TAX WARNING! Capital gains triggered on death and implications on joint tenancy estate planning tool

Topics covered:

  • Everything is deemed to have been sold at market value and repurchased on death, triggering capital gains
  • Joint ownership tax problem – no owner-occupier capital gains tax exemption for non-resident joint owner
  • Joint ownership tax problem – estate (other beneficiaries) pay capital gains tax on testator’s joint ownership interest of non-home property held before death, even though that joint interest passes to survivor.

I slipped it in…a brief tax warning at the tail end of my last column.

Unfair to those struggling to stay awake to the bitter end!

Let’s hit it head on. Buckle up.

But first, if you’re new to my column please read my last two which explain how joint ownership can sidestep probate.

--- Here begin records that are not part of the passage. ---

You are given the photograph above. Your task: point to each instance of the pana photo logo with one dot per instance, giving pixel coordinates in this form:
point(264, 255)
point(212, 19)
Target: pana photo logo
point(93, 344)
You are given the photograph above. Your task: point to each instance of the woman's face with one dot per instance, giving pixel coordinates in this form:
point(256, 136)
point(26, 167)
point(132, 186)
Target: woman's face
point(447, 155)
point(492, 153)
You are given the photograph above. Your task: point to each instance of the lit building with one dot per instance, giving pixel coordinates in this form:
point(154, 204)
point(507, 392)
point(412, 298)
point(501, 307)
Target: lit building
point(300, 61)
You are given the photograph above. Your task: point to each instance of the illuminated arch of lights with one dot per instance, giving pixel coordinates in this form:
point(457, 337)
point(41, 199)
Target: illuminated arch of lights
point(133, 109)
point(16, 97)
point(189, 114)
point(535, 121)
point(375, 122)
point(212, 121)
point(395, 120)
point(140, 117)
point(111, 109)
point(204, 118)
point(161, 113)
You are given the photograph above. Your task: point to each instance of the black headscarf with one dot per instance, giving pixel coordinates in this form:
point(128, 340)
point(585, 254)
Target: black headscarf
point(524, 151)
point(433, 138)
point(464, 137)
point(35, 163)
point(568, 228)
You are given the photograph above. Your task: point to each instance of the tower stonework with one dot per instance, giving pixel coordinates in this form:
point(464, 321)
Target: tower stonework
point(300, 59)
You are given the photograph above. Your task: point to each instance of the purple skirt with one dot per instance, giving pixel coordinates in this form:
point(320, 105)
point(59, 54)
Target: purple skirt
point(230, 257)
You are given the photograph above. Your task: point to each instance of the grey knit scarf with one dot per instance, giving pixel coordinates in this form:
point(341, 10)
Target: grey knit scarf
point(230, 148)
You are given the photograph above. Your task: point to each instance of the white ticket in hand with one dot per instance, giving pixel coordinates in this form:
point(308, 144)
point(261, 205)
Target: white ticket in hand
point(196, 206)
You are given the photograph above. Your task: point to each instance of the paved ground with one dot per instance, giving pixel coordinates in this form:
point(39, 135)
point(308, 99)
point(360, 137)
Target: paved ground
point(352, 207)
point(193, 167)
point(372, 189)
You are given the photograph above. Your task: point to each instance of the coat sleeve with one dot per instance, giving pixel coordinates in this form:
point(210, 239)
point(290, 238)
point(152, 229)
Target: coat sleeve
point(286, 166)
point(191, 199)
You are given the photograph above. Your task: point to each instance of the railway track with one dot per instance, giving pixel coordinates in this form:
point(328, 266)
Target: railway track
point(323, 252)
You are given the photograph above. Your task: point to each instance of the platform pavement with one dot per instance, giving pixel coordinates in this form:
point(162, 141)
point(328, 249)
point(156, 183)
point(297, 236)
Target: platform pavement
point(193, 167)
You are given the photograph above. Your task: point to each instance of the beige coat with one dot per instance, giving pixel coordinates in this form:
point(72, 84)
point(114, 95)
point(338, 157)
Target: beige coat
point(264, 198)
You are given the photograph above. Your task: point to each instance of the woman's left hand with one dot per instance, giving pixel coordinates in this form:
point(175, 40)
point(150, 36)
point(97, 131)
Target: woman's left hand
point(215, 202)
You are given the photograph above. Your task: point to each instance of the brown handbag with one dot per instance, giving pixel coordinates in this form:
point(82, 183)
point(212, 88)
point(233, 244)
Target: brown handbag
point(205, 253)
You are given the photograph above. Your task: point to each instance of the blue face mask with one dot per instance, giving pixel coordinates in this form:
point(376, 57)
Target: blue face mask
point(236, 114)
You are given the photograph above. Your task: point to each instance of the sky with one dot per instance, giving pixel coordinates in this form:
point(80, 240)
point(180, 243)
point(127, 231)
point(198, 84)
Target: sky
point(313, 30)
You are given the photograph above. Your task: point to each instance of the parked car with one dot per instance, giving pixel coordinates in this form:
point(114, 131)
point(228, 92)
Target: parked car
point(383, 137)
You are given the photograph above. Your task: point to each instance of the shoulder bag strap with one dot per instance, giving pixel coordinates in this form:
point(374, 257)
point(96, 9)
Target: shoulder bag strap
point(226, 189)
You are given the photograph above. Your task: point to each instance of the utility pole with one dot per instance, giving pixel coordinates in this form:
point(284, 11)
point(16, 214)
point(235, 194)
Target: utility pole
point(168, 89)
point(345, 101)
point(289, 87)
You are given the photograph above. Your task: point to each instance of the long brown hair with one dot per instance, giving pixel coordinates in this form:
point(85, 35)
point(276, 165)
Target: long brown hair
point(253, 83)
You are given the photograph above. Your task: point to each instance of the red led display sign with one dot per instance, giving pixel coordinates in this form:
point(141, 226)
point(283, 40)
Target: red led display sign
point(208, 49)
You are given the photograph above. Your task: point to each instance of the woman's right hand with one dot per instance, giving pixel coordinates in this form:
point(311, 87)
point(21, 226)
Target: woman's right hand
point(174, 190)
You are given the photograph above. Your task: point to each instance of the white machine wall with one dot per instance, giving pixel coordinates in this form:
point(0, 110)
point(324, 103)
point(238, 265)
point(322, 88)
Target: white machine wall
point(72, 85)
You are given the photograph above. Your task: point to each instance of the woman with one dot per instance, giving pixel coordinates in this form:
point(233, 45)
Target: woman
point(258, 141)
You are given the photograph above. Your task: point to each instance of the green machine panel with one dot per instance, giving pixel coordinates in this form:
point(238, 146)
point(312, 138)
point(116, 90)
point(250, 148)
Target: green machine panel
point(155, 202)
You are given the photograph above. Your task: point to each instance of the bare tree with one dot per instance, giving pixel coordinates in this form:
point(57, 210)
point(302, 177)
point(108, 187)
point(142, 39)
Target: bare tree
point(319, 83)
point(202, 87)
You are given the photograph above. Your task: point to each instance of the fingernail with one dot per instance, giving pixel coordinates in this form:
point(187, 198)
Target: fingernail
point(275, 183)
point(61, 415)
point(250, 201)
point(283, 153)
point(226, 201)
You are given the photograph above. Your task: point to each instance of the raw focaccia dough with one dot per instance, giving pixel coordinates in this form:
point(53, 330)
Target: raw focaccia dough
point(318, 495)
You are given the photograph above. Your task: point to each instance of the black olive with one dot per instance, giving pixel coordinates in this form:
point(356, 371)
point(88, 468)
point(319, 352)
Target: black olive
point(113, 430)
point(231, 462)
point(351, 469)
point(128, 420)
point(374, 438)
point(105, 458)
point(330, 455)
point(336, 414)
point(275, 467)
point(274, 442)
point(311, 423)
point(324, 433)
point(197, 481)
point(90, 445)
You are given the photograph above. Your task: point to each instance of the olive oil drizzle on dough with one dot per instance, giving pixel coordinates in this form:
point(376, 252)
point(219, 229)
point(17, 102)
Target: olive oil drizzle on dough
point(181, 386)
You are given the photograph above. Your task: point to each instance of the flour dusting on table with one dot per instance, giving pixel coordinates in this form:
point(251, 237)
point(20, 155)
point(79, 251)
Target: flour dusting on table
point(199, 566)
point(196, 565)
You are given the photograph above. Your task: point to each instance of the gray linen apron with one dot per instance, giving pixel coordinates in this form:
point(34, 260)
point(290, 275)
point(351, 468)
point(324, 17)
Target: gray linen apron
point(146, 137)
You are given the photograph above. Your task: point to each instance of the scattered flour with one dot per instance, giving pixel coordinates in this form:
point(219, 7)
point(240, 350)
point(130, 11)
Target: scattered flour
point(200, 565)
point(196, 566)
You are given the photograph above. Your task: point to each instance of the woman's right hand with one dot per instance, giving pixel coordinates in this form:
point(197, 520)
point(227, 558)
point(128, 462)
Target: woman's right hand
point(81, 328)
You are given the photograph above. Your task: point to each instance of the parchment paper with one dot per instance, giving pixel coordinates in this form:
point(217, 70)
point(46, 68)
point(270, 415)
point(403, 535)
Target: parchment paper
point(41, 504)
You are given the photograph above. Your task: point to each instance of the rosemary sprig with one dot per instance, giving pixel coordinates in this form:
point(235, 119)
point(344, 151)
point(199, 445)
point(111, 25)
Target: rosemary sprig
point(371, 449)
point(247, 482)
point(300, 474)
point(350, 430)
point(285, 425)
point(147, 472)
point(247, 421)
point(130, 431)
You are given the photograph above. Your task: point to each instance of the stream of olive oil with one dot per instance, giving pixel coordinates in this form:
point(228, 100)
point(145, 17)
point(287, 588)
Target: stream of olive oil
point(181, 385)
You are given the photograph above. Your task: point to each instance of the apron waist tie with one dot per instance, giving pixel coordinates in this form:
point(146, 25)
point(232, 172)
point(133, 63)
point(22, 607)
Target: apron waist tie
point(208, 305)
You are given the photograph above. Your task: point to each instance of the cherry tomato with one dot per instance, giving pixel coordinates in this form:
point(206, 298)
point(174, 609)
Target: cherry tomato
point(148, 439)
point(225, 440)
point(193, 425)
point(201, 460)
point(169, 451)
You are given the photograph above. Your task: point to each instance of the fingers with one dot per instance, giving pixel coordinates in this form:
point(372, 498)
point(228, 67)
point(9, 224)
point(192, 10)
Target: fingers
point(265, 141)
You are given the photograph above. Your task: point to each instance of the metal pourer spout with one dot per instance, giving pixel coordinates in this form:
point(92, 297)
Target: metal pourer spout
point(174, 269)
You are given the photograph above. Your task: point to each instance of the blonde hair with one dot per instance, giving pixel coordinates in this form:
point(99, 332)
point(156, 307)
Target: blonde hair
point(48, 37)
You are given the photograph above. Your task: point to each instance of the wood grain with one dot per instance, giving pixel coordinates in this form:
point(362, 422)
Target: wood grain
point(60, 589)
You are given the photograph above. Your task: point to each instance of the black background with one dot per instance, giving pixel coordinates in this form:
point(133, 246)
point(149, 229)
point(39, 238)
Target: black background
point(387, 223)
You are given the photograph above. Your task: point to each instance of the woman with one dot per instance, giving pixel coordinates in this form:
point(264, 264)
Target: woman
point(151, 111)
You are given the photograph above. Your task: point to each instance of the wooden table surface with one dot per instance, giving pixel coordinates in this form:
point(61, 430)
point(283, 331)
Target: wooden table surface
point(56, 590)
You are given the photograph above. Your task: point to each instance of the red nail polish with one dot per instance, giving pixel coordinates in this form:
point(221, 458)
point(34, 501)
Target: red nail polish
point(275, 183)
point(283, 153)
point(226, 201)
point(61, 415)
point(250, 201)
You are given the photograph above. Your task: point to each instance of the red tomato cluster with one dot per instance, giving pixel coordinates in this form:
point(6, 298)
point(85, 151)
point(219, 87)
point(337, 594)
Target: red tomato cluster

Canada is a fantasy land. A little fairy pops out the moment before we die and waves their magic wand.

Poof!

Everything we own has been sold and repurchased.

I’m not making this up.

Who did we sell everything to? The fair value monster.

The monster pays us fair market value for everything we own.

The home Greg paid $440,000.00 for 10 years ago?

The moment before Greg passes away, the fair value monster purchases it for $900,000.00, the exact amount it would sell for if listed for sale.

Brilliant! No real estate commissions!

But Greg doesn’t get to keep the cash. The party “poofer” is that Greg immediately buys it back for the exact same amount of money.

What does that have to do with tax?

That fanciful little transaction triggered a capital gain.

A capital gain is when you earn money by selling something at a higher price than you bought it for.

The capital gain Greg earned on the fanciful sale of his home was $460,000.00 ($900,000.00 market value minus the $440,000.00 he paid for it 10 years ago).

Thank goodness for the homeowner’s exemption or Greg would have to pay a boatload of tax on that massive capital gain.

Well, not Greg. He’s dead. That tax would be paid out of his estate.

But what if, when Greg purchased his home 10 years ago, he had cleverly transferred title so that it would be held in joint tenancy with his daughters, Maria and Grace, so they would avoid probate fees?

Over those 10 years, Greg owned only 1/3 of his home. As such, the little fairy trick triggers the homeowner exempt capital gain on only the 1/3 owned by Greg.

The joint tenancy trick works. Maria and Grace get the home fully in their names without having to pay probate fees.

But the massive capital gain on the 2/3 of the home Maria and Grace have owned for those 10 years has not yet been triggered.

That massive capital gain will be triggered whenever Maria and Grace sell the home, and they will have to pay an amount of tax that makes probate fees look like chicken feed.

Does this sound complicated? It gets much, much worse.

Let’s change things around. Instead of an owner-occupied home, it’s Greg’s Big White condo. No homeowner exemption.

And Greg puts the condo in joint names with only Maria because he has other assets of similar value that he’s going to give to Grace in his will.

Maria is happy with getting a $900,000.00 condo because she and her family love to ski.

Grace is happy as well, because she doesn’t like to ski and is getting $900,000.00 of other assets

Hopefully they’re both sad about losing their dad, though!

The moment before Greg dies, the fairy trick triggers a capital gain on Greg’s 50% ownership of the condo. That’s a capital gain of $230,000.00 (50% of the $460,000.00 calculated above).

Whose capital gain is that? It’s Greg’s. And it’s paid out of his estate. That means it’s paid out of the $900,000.00 that was supposed to go to Grace.

Not quite what Greg intended!

I’ve scratched only the surface of consequences of Canada’s little fairy, and only as related to real estate. The fairy’s wand applies to all assets: RRSPs, investment accounts, you name it.

And the fairy doesn’t care about unfairness. There is a risk, with shares in closely held companies, of the fairy trick resulting in tax being paid twice on the same gain!

My head spins when delving into the nuances. And the clever strategies that estate tax accountants come up with to circumvent the fairy.

If you’re feeling the pressing need to consult with an estate tax accountant, I’ve achieved my goal.

Unless you’re way smarter than me and have the time to learn and stay up-to-date about the ever-changing tax laws, it’s dangerous not to get estate tax advice to avoid unfairness and ensure your estate passes the way you intend.